Weights are geometrical degrees of freedom that allow to generalise Lagrangian finite elements. They are defined through integrals over specific supports, well understood in terms of differential forms and integration, and lie within the framework of finite element exterior calculus. In this work we exploit this formalism with the target of identifying supports that are appealing for finite element approximation. To do so, we study the related parametric matrix-sequences, with the matrix order tending to infinity as the mesh size tends to zero. We describe the conditioning and the spectral global behavior in terms of the standard Toeplitz machinery and GLT theory, leading to the identification of the optimal choices for weights. Moreover, we propose and test ad hoc preconditioners, in dependence of the discretization parameters and in connection with conjugate gradient method. The model problem we consider is a onedimensional Laplacian, both with constant and non constant coefficients. Numerical visualizations and experimental tests are reported and critically discussed, demonstrating the advantages of weights-induced bases over standard Lagrangian ones. Open problems and future steps are listed in the conclusive section, especially regarding the multidimensional case.
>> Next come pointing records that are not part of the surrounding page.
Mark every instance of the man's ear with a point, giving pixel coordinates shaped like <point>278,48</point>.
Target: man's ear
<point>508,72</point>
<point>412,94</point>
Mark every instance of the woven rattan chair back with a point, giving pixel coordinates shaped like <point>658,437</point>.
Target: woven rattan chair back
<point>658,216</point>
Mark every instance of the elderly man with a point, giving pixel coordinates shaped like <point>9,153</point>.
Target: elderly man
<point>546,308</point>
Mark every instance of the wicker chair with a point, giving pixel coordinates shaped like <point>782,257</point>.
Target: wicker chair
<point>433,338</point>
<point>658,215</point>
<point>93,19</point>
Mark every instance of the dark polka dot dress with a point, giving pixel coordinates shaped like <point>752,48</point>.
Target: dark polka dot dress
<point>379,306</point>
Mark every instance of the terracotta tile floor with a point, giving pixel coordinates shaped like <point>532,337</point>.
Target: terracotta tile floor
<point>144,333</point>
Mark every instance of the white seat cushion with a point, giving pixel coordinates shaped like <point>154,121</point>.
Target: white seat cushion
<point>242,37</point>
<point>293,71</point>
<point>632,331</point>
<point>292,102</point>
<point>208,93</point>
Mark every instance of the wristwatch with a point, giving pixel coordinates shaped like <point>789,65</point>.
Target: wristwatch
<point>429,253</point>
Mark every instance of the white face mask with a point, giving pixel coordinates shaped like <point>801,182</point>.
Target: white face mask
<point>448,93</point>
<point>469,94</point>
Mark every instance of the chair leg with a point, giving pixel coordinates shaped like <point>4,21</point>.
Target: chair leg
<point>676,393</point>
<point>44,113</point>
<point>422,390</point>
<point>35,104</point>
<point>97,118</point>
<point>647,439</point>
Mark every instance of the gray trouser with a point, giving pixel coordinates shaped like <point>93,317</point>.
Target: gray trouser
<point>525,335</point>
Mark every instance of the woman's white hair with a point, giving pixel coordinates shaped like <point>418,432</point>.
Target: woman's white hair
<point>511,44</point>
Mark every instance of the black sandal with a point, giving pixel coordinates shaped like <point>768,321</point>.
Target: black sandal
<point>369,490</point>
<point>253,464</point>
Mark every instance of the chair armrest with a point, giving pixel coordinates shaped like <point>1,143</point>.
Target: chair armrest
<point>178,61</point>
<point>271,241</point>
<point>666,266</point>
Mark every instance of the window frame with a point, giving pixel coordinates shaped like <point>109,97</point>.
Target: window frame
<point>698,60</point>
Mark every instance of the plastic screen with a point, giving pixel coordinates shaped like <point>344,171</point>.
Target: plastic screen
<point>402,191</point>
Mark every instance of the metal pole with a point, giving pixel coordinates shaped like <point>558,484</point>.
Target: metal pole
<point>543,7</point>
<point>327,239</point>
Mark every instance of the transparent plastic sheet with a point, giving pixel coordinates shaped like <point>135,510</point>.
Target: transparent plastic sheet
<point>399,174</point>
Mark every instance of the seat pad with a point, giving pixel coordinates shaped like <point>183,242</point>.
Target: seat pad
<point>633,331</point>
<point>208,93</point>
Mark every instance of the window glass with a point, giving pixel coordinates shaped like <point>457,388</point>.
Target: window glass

翻译：权是允许推广拉格朗日有限元的几何自由度。它们通过特定支撑上的积分定义，在微分形式与积分的框架下得到充分理解，并隶属于有限元外微分的体系。本文利用这一形式化方法，旨在识别对有限元逼近具有吸引力的支撑。为此，我们研究了相关的参数矩阵序列，其中矩阵阶数随网格尺寸趋近于零而趋于无穷大。我们基于标准Toeplitz工具与GLT理论描述了条件化与谱全局行为，从而确定了权的最优选择。此外，我们提出并测试了依赖于离散化参数并与共轭梯度法相结合的自适应预条件算子。所考虑的模型问题是一维拉普拉斯算子（包括常系数与非常系数情形）。通过数值可视化与实验测试的呈现与批判性讨论，展示了基于权的基相较于标准拉格朗日基的优势。在结论部分，我们列出了开放性问题与未来步骤，特别是针对多维情形。